Impacts of heatwaves and toxic algal blooms on the physiological performance and future aquaculture of the oysters Ostrea edulis and Magallana (Crassostrea) gigas

This thesis aims to increase our understanding of the vulnerabilities of bivalves under future climate change (CC) scenarios and identify adaptations aquaculturists, policymakers, and conservation managers should employ for optimal success. After the General Introduction, Chapter Two presents a systematic review of the state of research on the impact of multiple CC stressors on bivalves. Future studies should include less-studied, economically important bivalve species, early life stages, understudied vital responses (e.g., reproduction and behaviour), and relevant CC stressors combinations (e.g., warming and harmful algal blooms). Chapter three suggests that Ostrea edulis is vulnerable to the increased frequency of heatwaves. The upper thermal optimum of O. edulis is 24°C, while the lethal temperature is above 33°C. Sustained periods between these temperatures reduced body condition and increased mortality. Chapter four investigates the combined effects of a heatwave and the presence of the dinoflagellate Prorocentrum lima, a species that produces diarrhetic shellfish toxin-associated algal blooms (DSTB). P. lima significantly dampened the typical metabolic response of Magallana gigas to warming.
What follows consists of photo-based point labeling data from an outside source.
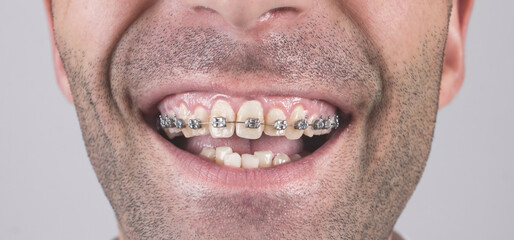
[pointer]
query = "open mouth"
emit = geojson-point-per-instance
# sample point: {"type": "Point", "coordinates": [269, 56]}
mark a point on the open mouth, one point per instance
{"type": "Point", "coordinates": [248, 133]}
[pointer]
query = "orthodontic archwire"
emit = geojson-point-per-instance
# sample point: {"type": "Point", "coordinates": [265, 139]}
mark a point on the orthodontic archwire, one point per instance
{"type": "Point", "coordinates": [320, 123]}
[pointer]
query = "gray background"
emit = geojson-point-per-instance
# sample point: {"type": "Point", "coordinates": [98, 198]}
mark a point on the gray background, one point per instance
{"type": "Point", "coordinates": [48, 189]}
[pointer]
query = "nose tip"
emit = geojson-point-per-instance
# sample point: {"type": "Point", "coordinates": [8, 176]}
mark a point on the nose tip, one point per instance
{"type": "Point", "coordinates": [245, 14]}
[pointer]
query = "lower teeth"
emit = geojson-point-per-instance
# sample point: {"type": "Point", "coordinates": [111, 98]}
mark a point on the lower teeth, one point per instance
{"type": "Point", "coordinates": [260, 159]}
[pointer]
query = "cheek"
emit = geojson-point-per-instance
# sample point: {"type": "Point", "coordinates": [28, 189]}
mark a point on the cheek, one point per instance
{"type": "Point", "coordinates": [398, 27]}
{"type": "Point", "coordinates": [93, 27]}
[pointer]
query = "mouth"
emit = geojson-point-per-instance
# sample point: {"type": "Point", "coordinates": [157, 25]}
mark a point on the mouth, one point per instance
{"type": "Point", "coordinates": [249, 142]}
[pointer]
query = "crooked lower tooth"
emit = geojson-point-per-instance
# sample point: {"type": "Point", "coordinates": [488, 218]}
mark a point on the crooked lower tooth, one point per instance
{"type": "Point", "coordinates": [281, 158]}
{"type": "Point", "coordinates": [274, 115]}
{"type": "Point", "coordinates": [249, 161]}
{"type": "Point", "coordinates": [221, 152]}
{"type": "Point", "coordinates": [250, 110]}
{"type": "Point", "coordinates": [209, 153]}
{"type": "Point", "coordinates": [265, 158]}
{"type": "Point", "coordinates": [222, 109]}
{"type": "Point", "coordinates": [232, 160]}
{"type": "Point", "coordinates": [297, 114]}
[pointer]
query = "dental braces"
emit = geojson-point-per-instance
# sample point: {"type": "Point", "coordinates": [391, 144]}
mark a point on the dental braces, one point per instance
{"type": "Point", "coordinates": [252, 123]}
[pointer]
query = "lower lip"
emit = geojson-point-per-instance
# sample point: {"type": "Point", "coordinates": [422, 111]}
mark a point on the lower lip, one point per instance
{"type": "Point", "coordinates": [210, 173]}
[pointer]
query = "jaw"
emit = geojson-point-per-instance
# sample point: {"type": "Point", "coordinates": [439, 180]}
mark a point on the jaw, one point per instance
{"type": "Point", "coordinates": [354, 186]}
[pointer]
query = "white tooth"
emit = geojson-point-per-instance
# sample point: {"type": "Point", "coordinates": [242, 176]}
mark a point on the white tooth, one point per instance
{"type": "Point", "coordinates": [273, 115]}
{"type": "Point", "coordinates": [250, 109]}
{"type": "Point", "coordinates": [309, 131]}
{"type": "Point", "coordinates": [221, 152]}
{"type": "Point", "coordinates": [172, 132]}
{"type": "Point", "coordinates": [222, 109]}
{"type": "Point", "coordinates": [295, 157]}
{"type": "Point", "coordinates": [209, 153]}
{"type": "Point", "coordinates": [280, 159]}
{"type": "Point", "coordinates": [297, 114]}
{"type": "Point", "coordinates": [185, 114]}
{"type": "Point", "coordinates": [265, 158]}
{"type": "Point", "coordinates": [249, 161]}
{"type": "Point", "coordinates": [202, 115]}
{"type": "Point", "coordinates": [232, 160]}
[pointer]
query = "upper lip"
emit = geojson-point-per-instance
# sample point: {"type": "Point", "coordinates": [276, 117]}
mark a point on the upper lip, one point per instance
{"type": "Point", "coordinates": [147, 101]}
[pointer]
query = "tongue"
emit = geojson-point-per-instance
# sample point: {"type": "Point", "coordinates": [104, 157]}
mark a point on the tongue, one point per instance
{"type": "Point", "coordinates": [241, 145]}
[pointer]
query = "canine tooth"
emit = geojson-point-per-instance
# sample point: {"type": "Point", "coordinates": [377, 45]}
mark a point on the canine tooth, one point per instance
{"type": "Point", "coordinates": [221, 152]}
{"type": "Point", "coordinates": [184, 114]}
{"type": "Point", "coordinates": [249, 161]}
{"type": "Point", "coordinates": [251, 114]}
{"type": "Point", "coordinates": [209, 153]}
{"type": "Point", "coordinates": [280, 159]}
{"type": "Point", "coordinates": [295, 157]}
{"type": "Point", "coordinates": [297, 114]}
{"type": "Point", "coordinates": [232, 160]}
{"type": "Point", "coordinates": [222, 109]}
{"type": "Point", "coordinates": [265, 158]}
{"type": "Point", "coordinates": [170, 130]}
{"type": "Point", "coordinates": [275, 114]}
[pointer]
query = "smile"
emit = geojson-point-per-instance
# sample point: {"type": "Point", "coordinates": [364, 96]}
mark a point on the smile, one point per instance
{"type": "Point", "coordinates": [263, 132]}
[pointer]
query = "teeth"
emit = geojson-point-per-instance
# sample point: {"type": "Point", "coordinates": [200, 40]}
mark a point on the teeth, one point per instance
{"type": "Point", "coordinates": [184, 114]}
{"type": "Point", "coordinates": [260, 159]}
{"type": "Point", "coordinates": [209, 153]}
{"type": "Point", "coordinates": [272, 117]}
{"type": "Point", "coordinates": [265, 158]}
{"type": "Point", "coordinates": [251, 114]}
{"type": "Point", "coordinates": [232, 160]}
{"type": "Point", "coordinates": [295, 157]}
{"type": "Point", "coordinates": [200, 116]}
{"type": "Point", "coordinates": [222, 109]}
{"type": "Point", "coordinates": [249, 161]}
{"type": "Point", "coordinates": [281, 158]}
{"type": "Point", "coordinates": [221, 153]}
{"type": "Point", "coordinates": [297, 114]}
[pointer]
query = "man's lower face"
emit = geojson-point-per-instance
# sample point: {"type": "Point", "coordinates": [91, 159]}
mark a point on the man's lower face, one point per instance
{"type": "Point", "coordinates": [198, 130]}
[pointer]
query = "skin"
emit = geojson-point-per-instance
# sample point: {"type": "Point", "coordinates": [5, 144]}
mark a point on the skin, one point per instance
{"type": "Point", "coordinates": [401, 60]}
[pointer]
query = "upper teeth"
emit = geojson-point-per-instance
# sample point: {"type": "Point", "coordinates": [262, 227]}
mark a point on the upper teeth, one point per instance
{"type": "Point", "coordinates": [220, 122]}
{"type": "Point", "coordinates": [249, 122]}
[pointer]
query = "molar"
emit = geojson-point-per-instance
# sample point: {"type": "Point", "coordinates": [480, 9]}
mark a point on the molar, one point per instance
{"type": "Point", "coordinates": [265, 158]}
{"type": "Point", "coordinates": [209, 153]}
{"type": "Point", "coordinates": [251, 118]}
{"type": "Point", "coordinates": [221, 152]}
{"type": "Point", "coordinates": [297, 114]}
{"type": "Point", "coordinates": [222, 109]}
{"type": "Point", "coordinates": [232, 160]}
{"type": "Point", "coordinates": [274, 115]}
Oysters exposed to this toxic alga displayed a subdued reaction to warming, raising concerns about their ability to adapt effectively to sudden temperature shifts. P. lima and heatwave-exposed oysters accumulated more toxins than those exposed to P. lima alone, suggesting more toxic shellfish as heatwaves become more frequent. Chapter five investigates whether bivalves can be used as biosensors for DSTB. The behaviour of M. gigas changed after DSTB exposure, spending less time wide open. Bivalve aquaculturists and restoration practitioners are recommended to choose subtidal and lower intertidal habitats. Monitoring blooms and shellfish meat should be more frequent and efficient as warming may induce higher toxin accumulation. Valve sensors should be deployed in sites where there is a regular bloom occurrence for the advancement of a system that uses bivalves as algal bloom biosensors.